The heat-related death toll this summer is likely to climb with unprecedented temperatures. California’s latest record-breaking heat wave apparently claimed a life Saturday in one of the state’s prisons, where temperatures were reportedly in the high 90s indoors.
Expect more “predictable and preventable” prisoner heat-deaths this summer, say UCLA medical anthropologists Bharat Venkat and Nicholas Shapiro. Shapiro studies carceral ecologies, and Venkat, director of the UCLA Heat Lab, studies extreme heat and inequality. With the state of California recently approving indoor heat protections that specifically exclude prisons, closing more prisons and jails is the humane solution, say Shapiro and Venkat:
- Venkat: “Incarcerated people in California are amongst the most vulnerable to heat-related illnesses, injuries and deaths.”
- Shapiro: “A recent study found that California is in the top three states to pose heat risks to incarcerated people. These deaths are predictable and preventable, and the solution will save taxpayers money and free up money to invest in communities that have been historically marginalized.”
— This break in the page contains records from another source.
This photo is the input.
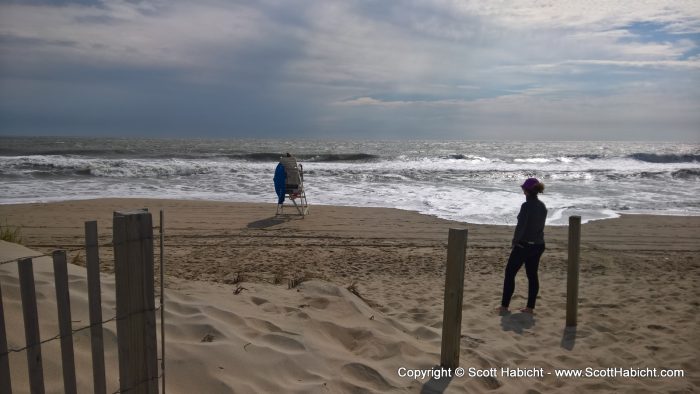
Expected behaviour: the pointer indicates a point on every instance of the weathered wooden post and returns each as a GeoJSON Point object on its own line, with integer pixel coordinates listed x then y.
{"type": "Point", "coordinates": [31, 325]}
{"type": "Point", "coordinates": [162, 299]}
{"type": "Point", "coordinates": [5, 383]}
{"type": "Point", "coordinates": [92, 256]}
{"type": "Point", "coordinates": [60, 270]}
{"type": "Point", "coordinates": [454, 291]}
{"type": "Point", "coordinates": [572, 271]}
{"type": "Point", "coordinates": [136, 321]}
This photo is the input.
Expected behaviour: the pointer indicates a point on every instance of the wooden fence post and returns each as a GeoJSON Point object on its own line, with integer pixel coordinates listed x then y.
{"type": "Point", "coordinates": [454, 289]}
{"type": "Point", "coordinates": [60, 270]}
{"type": "Point", "coordinates": [31, 325]}
{"type": "Point", "coordinates": [572, 271]}
{"type": "Point", "coordinates": [136, 323]}
{"type": "Point", "coordinates": [95, 301]}
{"type": "Point", "coordinates": [5, 383]}
{"type": "Point", "coordinates": [162, 298]}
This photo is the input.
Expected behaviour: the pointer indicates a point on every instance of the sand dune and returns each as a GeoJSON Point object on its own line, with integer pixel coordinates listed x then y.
{"type": "Point", "coordinates": [638, 309]}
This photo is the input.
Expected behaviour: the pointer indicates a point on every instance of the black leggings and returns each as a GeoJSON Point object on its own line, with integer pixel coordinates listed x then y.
{"type": "Point", "coordinates": [530, 255]}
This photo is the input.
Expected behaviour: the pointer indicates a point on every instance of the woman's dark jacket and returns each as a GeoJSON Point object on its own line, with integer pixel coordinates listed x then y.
{"type": "Point", "coordinates": [530, 228]}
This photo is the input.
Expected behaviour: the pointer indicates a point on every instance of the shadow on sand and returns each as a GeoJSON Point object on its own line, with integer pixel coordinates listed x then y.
{"type": "Point", "coordinates": [568, 339]}
{"type": "Point", "coordinates": [436, 386]}
{"type": "Point", "coordinates": [517, 322]}
{"type": "Point", "coordinates": [269, 222]}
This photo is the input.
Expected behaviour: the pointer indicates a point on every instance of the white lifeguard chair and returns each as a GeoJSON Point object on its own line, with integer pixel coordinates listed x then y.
{"type": "Point", "coordinates": [294, 186]}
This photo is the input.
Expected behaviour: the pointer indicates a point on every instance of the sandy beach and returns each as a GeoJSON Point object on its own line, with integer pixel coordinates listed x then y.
{"type": "Point", "coordinates": [639, 304]}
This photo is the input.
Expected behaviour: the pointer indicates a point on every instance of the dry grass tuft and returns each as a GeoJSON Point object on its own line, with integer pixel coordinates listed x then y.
{"type": "Point", "coordinates": [10, 233]}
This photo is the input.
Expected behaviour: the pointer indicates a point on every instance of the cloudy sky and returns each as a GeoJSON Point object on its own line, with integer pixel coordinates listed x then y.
{"type": "Point", "coordinates": [508, 69]}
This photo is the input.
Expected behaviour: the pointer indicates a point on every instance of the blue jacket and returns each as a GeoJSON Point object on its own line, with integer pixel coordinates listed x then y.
{"type": "Point", "coordinates": [280, 179]}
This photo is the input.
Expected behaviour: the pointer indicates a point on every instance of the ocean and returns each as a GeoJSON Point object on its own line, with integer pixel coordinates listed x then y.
{"type": "Point", "coordinates": [469, 181]}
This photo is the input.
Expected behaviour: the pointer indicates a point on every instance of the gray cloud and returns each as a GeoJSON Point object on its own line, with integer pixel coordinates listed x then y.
{"type": "Point", "coordinates": [360, 69]}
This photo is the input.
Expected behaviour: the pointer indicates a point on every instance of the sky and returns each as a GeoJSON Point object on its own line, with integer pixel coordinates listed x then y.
{"type": "Point", "coordinates": [428, 69]}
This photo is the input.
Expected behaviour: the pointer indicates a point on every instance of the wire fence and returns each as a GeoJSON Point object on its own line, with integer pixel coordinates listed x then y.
{"type": "Point", "coordinates": [123, 320]}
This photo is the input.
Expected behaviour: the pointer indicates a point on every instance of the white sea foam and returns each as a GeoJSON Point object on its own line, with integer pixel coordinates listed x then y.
{"type": "Point", "coordinates": [472, 182]}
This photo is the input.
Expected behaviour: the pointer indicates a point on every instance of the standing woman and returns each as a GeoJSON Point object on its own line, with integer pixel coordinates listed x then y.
{"type": "Point", "coordinates": [527, 246]}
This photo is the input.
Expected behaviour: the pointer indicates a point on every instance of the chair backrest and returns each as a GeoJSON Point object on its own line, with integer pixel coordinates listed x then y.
{"type": "Point", "coordinates": [292, 169]}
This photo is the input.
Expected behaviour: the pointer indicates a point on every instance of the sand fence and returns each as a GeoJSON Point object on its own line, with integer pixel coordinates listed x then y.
{"type": "Point", "coordinates": [135, 311]}
{"type": "Point", "coordinates": [133, 244]}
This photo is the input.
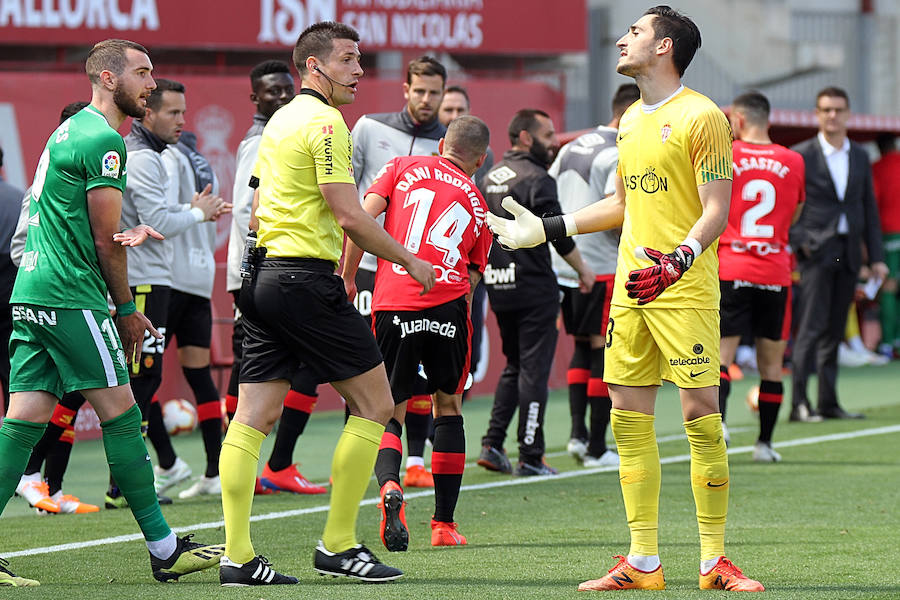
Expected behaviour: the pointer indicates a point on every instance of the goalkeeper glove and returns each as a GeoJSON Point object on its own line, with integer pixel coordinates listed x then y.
{"type": "Point", "coordinates": [526, 230]}
{"type": "Point", "coordinates": [648, 283]}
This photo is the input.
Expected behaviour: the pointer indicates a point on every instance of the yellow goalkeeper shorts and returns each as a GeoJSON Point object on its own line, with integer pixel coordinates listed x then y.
{"type": "Point", "coordinates": [646, 345]}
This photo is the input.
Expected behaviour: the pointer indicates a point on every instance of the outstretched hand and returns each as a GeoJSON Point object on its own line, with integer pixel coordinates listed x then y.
{"type": "Point", "coordinates": [648, 283]}
{"type": "Point", "coordinates": [525, 230]}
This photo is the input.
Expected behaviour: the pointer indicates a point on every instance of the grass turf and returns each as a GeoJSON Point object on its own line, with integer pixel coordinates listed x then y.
{"type": "Point", "coordinates": [822, 524]}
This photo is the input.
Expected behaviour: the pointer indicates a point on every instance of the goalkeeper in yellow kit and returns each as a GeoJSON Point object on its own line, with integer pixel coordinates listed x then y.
{"type": "Point", "coordinates": [673, 188]}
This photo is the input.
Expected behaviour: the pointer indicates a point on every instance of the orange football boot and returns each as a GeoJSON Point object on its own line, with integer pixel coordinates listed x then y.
{"type": "Point", "coordinates": [626, 577]}
{"type": "Point", "coordinates": [445, 534]}
{"type": "Point", "coordinates": [418, 476]}
{"type": "Point", "coordinates": [726, 576]}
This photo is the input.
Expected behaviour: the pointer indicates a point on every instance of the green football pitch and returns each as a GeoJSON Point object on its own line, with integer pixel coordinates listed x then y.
{"type": "Point", "coordinates": [824, 523]}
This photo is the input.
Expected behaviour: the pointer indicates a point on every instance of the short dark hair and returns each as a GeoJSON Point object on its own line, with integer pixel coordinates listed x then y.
{"type": "Point", "coordinates": [468, 136]}
{"type": "Point", "coordinates": [267, 67]}
{"type": "Point", "coordinates": [833, 92]}
{"type": "Point", "coordinates": [318, 40]}
{"type": "Point", "coordinates": [109, 55]}
{"type": "Point", "coordinates": [626, 95]}
{"type": "Point", "coordinates": [458, 89]}
{"type": "Point", "coordinates": [887, 142]}
{"type": "Point", "coordinates": [753, 105]}
{"type": "Point", "coordinates": [71, 109]}
{"type": "Point", "coordinates": [524, 120]}
{"type": "Point", "coordinates": [426, 65]}
{"type": "Point", "coordinates": [685, 36]}
{"type": "Point", "coordinates": [163, 85]}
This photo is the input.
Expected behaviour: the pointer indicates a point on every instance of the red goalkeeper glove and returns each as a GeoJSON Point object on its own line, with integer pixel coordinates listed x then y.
{"type": "Point", "coordinates": [648, 283]}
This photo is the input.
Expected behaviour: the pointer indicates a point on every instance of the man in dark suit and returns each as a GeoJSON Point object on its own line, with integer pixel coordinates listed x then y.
{"type": "Point", "coordinates": [837, 231]}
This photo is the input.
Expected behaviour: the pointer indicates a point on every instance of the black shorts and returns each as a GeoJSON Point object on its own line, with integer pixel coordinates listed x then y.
{"type": "Point", "coordinates": [365, 286]}
{"type": "Point", "coordinates": [587, 314]}
{"type": "Point", "coordinates": [190, 320]}
{"type": "Point", "coordinates": [752, 309]}
{"type": "Point", "coordinates": [438, 337]}
{"type": "Point", "coordinates": [153, 301]}
{"type": "Point", "coordinates": [296, 312]}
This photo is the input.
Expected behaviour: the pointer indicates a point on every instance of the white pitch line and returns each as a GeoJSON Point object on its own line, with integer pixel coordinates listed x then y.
{"type": "Point", "coordinates": [834, 437]}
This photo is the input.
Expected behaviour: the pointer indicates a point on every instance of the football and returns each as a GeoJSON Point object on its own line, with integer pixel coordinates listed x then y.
{"type": "Point", "coordinates": [753, 398]}
{"type": "Point", "coordinates": [179, 415]}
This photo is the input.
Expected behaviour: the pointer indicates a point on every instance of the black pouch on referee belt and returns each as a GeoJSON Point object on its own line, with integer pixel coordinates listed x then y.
{"type": "Point", "coordinates": [250, 257]}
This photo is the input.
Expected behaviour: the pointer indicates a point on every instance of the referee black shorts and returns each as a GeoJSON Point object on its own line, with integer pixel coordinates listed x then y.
{"type": "Point", "coordinates": [587, 314]}
{"type": "Point", "coordinates": [297, 312]}
{"type": "Point", "coordinates": [365, 289]}
{"type": "Point", "coordinates": [190, 320]}
{"type": "Point", "coordinates": [762, 311]}
{"type": "Point", "coordinates": [438, 337]}
{"type": "Point", "coordinates": [153, 301]}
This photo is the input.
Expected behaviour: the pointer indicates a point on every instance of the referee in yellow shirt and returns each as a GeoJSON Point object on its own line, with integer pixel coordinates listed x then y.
{"type": "Point", "coordinates": [673, 189]}
{"type": "Point", "coordinates": [296, 310]}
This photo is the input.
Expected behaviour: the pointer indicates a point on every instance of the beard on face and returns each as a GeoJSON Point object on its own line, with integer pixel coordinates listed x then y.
{"type": "Point", "coordinates": [128, 105]}
{"type": "Point", "coordinates": [420, 118]}
{"type": "Point", "coordinates": [542, 153]}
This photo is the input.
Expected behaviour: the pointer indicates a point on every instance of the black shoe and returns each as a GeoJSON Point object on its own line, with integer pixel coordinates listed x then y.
{"type": "Point", "coordinates": [394, 534]}
{"type": "Point", "coordinates": [357, 562]}
{"type": "Point", "coordinates": [839, 413]}
{"type": "Point", "coordinates": [804, 414]}
{"type": "Point", "coordinates": [258, 571]}
{"type": "Point", "coordinates": [493, 459]}
{"type": "Point", "coordinates": [188, 557]}
{"type": "Point", "coordinates": [531, 470]}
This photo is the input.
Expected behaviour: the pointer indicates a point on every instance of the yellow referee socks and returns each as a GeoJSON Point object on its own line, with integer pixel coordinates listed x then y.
{"type": "Point", "coordinates": [709, 480]}
{"type": "Point", "coordinates": [351, 469]}
{"type": "Point", "coordinates": [238, 463]}
{"type": "Point", "coordinates": [639, 476]}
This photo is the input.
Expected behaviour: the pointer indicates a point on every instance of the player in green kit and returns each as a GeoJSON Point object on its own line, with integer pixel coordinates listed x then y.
{"type": "Point", "coordinates": [63, 337]}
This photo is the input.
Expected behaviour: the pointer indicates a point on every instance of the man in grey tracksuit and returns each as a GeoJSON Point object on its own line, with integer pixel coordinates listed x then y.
{"type": "Point", "coordinates": [145, 201]}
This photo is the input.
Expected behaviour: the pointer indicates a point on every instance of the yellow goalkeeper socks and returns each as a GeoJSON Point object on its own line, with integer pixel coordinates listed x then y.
{"type": "Point", "coordinates": [238, 463]}
{"type": "Point", "coordinates": [351, 469]}
{"type": "Point", "coordinates": [709, 481]}
{"type": "Point", "coordinates": [639, 476]}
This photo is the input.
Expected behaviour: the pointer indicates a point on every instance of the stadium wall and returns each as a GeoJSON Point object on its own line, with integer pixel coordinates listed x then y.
{"type": "Point", "coordinates": [219, 111]}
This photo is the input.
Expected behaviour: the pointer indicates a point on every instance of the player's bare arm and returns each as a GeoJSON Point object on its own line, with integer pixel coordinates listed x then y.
{"type": "Point", "coordinates": [374, 205]}
{"type": "Point", "coordinates": [137, 235]}
{"type": "Point", "coordinates": [366, 233]}
{"type": "Point", "coordinates": [105, 209]}
{"type": "Point", "coordinates": [211, 205]}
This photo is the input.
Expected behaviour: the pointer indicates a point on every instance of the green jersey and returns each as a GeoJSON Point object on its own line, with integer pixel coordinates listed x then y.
{"type": "Point", "coordinates": [59, 268]}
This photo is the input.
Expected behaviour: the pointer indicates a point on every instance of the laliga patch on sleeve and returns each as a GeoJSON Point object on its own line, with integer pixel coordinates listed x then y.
{"type": "Point", "coordinates": [111, 164]}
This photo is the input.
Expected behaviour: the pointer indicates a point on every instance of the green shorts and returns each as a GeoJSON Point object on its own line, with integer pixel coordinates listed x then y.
{"type": "Point", "coordinates": [59, 350]}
- Venkat: “Last summer was the hottest on record, and this one might prove even hotter. The danger of heat in California’s prisons and jails is undeniable. Incarcerated people are especially susceptible to extreme heat for several reasons, including the locations of jails and prisons, the way they’re built, their general lack of air conditioning and ventilation, the prevalence among prisoners of health conditions that heat can worsen, and the use of psychiatric drugs that exacerbate the consequences of heat.”
- Venkat: “Heat-related deaths definitely happen in California prisons, and I’d expect more to happen this summer. We don't have great data on heat-related deaths in California prisons for a variety of reasons, including how deaths in prison are accounted for, as well as the way heat is often discounted as a cause or contributing factor when someone has a heart attack or stroke, for example. But recent work has shown that there is an association between increasing temperatures, multi-day heatwaves and an increase in mortality amongst incarcerated people.”
- Shapiro: “We’d prefer the known risks were mitigated rather than us having to count bodies to muster political action.”
Media are encouraged to quote from Shapiro and Venkat’s comments, or to reach out on these and other environmental topics for additional context, research and analysis from UCLA climate experts. Venkat and Shapiro also authored a piece on the need for inmate heat protections in Monday’s Los Angeles Times: Opinion: California will finally have indoor heat standards for workplaces — with a cruel exception.
Shapiro is a UCLA assistant professor in the Institute for Society and Genetics. He studies carceral ecologies, chemical contamination and climate change, and his recent research into so-called “forever chemicals” found that drinking water in U.S. prisons have dangerously high PFAS levels. In addition to directing the UCLA Heat Lab, Venkat is an associate professor at UCLA with joint appointments in the Institute for Society and Genetics, History and Anthropology. He can comment on the dangers of heat to the human body, whether in prisons, the Olympics, or food trucks.